Granted that the security of lives and property of the citizenry and not just of the tribunal is a very serious issue that requires urgent and critical action, the decision of the tribunal to move to Abuja, when there is hardly any visible threat to it in the State, leaves much to be desired.
Indeed, the manner, the speed and finality with which the tribunal took the obviously unholy decision clearly envinces the Biblical hand of Esau and the voice of Jacob. Herein lies the implication of the relocation which needs to be fully understood.

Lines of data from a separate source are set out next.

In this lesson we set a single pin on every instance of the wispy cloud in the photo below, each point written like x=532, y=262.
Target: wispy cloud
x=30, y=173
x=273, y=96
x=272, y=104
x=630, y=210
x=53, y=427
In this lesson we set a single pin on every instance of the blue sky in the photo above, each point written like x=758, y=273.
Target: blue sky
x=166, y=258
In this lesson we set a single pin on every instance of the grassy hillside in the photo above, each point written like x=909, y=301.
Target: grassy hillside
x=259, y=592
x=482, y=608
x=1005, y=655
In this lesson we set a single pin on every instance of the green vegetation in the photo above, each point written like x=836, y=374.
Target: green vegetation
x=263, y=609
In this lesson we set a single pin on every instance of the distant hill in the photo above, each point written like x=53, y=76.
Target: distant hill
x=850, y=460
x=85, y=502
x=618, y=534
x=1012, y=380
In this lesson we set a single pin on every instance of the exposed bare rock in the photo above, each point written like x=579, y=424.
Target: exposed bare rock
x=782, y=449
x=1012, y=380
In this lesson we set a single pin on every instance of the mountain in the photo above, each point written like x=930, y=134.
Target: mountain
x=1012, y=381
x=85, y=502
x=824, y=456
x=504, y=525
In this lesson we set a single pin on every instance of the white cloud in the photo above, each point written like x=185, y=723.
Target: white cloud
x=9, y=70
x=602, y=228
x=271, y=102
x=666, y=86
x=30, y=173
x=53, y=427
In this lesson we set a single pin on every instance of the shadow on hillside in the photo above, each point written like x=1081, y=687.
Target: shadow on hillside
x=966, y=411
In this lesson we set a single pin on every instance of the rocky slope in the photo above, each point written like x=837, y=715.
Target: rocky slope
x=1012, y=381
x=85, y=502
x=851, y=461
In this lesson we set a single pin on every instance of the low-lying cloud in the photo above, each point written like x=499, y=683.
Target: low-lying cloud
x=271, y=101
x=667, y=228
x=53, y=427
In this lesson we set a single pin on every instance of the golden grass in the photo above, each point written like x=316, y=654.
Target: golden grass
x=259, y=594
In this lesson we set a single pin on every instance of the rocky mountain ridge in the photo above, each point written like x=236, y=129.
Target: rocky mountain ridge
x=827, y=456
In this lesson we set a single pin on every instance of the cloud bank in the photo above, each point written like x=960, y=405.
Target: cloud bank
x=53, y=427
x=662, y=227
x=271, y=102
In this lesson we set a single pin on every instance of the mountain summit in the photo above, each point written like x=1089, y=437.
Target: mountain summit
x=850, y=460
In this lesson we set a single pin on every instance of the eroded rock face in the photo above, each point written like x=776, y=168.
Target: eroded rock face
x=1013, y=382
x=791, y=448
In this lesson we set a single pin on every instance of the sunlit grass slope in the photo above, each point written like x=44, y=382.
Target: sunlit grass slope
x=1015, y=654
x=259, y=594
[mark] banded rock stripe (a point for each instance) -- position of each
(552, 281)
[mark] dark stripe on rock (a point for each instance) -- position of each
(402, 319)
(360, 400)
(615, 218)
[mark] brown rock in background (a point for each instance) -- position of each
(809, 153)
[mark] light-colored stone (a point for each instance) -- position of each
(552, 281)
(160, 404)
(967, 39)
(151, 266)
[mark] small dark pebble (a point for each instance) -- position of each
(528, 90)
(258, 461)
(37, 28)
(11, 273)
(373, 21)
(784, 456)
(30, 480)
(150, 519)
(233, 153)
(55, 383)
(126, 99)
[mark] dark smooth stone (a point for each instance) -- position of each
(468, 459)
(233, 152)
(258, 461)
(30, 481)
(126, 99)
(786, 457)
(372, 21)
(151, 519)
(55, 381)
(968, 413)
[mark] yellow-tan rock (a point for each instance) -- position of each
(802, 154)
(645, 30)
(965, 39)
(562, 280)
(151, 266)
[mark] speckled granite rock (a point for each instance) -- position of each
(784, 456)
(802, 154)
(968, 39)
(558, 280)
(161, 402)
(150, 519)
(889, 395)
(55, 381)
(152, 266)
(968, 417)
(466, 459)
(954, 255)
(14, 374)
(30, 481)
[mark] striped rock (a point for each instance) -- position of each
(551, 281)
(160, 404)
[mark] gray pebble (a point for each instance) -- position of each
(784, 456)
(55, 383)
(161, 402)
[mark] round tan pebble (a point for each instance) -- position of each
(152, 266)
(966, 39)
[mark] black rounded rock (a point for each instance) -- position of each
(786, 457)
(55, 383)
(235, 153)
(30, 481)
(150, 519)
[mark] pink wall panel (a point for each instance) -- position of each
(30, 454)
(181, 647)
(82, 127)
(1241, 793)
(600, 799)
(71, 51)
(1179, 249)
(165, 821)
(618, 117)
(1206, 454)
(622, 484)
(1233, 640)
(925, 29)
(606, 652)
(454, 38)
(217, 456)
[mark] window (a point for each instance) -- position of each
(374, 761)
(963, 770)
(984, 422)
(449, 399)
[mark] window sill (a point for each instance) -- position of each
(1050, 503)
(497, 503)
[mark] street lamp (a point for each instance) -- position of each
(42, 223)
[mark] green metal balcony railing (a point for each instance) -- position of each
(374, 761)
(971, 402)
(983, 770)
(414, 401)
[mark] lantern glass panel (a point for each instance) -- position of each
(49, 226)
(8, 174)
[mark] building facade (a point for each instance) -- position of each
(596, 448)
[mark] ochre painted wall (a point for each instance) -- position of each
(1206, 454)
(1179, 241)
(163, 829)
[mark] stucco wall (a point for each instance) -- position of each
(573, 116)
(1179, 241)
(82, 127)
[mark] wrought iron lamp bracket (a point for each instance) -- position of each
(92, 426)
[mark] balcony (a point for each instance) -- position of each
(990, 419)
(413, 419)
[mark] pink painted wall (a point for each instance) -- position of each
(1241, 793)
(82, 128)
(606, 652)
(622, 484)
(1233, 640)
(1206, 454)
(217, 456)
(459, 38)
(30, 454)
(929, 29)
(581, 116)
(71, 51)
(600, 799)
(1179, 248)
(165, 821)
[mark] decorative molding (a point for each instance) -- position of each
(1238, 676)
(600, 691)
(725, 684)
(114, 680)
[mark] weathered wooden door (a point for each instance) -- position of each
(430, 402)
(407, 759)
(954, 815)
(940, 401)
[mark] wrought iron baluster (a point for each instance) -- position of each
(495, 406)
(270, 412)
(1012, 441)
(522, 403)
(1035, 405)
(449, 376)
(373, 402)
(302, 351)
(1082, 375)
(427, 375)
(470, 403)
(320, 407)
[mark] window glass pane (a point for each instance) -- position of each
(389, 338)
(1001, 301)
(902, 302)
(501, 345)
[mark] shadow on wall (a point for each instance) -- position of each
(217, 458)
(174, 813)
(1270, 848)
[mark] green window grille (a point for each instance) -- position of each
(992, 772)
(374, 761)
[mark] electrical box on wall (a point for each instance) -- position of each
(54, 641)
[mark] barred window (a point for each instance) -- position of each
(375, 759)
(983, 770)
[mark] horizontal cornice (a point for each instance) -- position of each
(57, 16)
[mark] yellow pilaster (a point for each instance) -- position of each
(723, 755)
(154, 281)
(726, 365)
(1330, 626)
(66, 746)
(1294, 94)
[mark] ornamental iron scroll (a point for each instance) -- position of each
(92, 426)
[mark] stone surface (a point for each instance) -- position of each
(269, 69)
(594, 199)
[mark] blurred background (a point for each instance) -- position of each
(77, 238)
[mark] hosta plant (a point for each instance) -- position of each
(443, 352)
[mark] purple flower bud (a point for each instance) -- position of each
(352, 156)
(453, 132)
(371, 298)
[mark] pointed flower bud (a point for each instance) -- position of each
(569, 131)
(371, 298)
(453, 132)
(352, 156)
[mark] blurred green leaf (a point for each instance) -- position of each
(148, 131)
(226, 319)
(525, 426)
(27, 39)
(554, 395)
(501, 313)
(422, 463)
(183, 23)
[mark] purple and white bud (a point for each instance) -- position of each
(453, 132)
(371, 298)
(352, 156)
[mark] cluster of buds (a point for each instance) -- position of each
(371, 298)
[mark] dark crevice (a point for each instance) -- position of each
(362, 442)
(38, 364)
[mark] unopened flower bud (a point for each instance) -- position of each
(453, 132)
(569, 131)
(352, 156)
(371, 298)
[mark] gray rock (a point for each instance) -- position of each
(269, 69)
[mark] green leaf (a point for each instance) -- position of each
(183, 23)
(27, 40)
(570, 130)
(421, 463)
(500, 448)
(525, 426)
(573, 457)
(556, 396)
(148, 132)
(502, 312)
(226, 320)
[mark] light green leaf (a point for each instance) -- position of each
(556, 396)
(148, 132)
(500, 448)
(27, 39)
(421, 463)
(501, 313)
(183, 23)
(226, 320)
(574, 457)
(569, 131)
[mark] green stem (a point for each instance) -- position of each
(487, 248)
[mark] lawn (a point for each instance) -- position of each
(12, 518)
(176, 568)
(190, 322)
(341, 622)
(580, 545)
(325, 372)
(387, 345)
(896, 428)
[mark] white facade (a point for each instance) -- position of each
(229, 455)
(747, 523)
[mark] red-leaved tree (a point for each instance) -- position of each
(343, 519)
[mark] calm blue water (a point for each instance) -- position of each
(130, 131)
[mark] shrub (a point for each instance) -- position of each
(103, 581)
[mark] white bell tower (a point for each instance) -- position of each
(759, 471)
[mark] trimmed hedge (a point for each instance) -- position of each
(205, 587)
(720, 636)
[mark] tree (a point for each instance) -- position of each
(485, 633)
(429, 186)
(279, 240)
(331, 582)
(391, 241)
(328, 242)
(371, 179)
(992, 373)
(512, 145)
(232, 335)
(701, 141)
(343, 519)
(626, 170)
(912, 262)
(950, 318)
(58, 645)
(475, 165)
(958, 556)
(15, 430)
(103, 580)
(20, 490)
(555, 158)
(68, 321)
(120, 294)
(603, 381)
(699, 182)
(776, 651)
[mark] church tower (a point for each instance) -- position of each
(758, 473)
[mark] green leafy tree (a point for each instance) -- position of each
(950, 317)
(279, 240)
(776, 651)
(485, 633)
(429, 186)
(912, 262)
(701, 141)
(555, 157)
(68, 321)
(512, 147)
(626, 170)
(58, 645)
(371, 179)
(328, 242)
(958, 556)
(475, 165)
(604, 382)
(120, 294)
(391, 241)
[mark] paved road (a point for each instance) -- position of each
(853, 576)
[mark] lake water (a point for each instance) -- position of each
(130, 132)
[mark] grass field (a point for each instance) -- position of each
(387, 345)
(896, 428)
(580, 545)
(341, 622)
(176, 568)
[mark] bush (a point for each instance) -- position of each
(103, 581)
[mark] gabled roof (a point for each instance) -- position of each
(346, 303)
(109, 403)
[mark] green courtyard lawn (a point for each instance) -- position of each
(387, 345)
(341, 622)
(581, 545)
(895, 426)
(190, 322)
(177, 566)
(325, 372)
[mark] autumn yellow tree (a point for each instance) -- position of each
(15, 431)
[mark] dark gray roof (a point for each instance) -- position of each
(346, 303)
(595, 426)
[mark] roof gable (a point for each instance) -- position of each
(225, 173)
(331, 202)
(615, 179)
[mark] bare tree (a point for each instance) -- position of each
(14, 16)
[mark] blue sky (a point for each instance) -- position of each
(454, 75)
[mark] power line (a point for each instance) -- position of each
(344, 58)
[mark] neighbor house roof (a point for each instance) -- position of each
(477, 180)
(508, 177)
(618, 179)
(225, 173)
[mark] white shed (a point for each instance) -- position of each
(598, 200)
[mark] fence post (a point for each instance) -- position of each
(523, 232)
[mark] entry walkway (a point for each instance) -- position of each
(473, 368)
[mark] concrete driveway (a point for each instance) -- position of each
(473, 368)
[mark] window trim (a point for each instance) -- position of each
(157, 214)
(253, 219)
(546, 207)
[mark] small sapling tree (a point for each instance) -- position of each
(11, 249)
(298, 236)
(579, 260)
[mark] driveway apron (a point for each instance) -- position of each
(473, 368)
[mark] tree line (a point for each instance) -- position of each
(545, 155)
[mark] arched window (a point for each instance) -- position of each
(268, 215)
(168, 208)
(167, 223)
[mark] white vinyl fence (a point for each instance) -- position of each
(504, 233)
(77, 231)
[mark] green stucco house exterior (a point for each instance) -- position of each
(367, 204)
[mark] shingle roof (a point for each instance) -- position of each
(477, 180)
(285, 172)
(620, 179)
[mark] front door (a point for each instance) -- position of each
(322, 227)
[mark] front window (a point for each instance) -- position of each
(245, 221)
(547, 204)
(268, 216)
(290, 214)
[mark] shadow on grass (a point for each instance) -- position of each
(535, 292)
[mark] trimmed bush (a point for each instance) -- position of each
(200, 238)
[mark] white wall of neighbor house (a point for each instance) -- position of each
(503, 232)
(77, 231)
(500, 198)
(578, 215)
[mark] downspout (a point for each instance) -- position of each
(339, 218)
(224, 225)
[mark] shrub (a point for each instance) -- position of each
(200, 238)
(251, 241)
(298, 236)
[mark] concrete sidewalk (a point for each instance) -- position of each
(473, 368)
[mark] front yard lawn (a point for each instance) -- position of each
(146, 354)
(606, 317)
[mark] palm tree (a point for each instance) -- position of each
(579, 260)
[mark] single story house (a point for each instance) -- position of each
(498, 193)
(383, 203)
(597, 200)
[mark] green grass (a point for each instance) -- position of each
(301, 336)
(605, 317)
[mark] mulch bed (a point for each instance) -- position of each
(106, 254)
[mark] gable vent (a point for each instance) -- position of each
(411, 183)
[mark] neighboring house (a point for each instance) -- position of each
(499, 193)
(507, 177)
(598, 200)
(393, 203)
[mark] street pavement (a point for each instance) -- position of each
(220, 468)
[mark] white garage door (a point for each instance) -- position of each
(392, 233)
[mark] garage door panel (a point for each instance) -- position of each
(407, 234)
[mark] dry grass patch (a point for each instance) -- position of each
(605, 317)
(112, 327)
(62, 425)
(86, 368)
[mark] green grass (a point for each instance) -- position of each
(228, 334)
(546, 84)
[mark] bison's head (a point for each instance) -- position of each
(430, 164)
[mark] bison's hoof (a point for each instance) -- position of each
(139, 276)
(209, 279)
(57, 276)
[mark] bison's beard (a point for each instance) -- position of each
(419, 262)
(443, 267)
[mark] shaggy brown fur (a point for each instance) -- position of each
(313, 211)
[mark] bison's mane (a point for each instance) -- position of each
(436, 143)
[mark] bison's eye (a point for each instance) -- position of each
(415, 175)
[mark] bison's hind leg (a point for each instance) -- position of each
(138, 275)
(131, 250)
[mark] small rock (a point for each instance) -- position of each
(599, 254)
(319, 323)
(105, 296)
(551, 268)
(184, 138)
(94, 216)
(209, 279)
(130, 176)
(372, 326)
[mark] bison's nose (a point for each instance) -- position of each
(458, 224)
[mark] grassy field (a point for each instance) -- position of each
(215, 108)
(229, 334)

As expected, unpleasant reactions have since greeted the tribunal’s decision which has come to be seen as purely a replay of the same scenario that gave impetus to the outcome of elections petitions brought before the erstwhile tribunal which were severely criticised by many highly placed legal pundits and the apex court.
The Tide joins all well meaning Nigerians to condemn the relocation of the tribunal to Abuja. For all intent and purposes, there is more to this decision than meet the ordinary eye. This is more so as the general understanding now is that some vested political interests may be at work, hence, a few officials of the Federal Government may be playing the ostrich.
As it is, the tribunal’s movement to the FCT gives the erroneous impression that Rivers State is unsafe for civil activities. With the oil majors and other multinational and transnational corporations peacefully at work, the federal and state establishments doing normal business, and the full complement of Nigeria’s security apparatus on ground, one wonders what level of security concern that should warrant the election petitions tribunal of just a few persons to relocate to Abuja.
What is more mischievous? As far as some Federal Government operatives are concerned, the North Eastern States, where Boko Haram insurgents continue to kill innocent Nigerians daily, are safer than Rivers State. We wonder if election tribunals in those states would be relocated to Abuja.
True, Rivers State like other States in Nigeria, has had its fair share of security challenges. But to try to call Rivers a bad name is to blame the Federal Government, the security agencies and the political elite for failing to provide security for the good people of Rivers State.
It is also to insinuate that no where in Rivers State is safe. It is laughable. The tribunal ought to sit in Port Harcourt where other local, national and international agencies operate without molestation. The tribunal will sit in the trenches or flashpoints of crisis, but in Port Harcourt, where its safety is guaranteed.
Let it be noted that Rivers people cannot be fooled all the time as the matter, everyone knows, is political. But what it does is to make unsafe, costly, and almost impossible for Rivers sons and daughters to get justice. That is to say that those who cannot afford the endless trips to Abuja for a simple electoral matter would be denied the right to fair hearing.
Rivers politicians should be mature enough to accept defeat and let the state move forward. This idea of taking the resources of Rivers people out and washing our dirty linens outside must stop. Politics should be for the good of the people and elections are decided by people. Twice, the people of Rivers State have spoken through the ballot. Why should strangers decide who serves the Rivers people?
The Tide does not want to believe that some persons want to make Rivers State ungovernable and will not care how many people die because they are not in control of political power in the State.
Even as the people have shown patience, even in the face of prolonged and avoidable sponsorship of violence, Rivers people should not be taken for granted. The actors are well known and the roles each plays is known and it will be better no one closes the door against oneself politically. Enough is enough.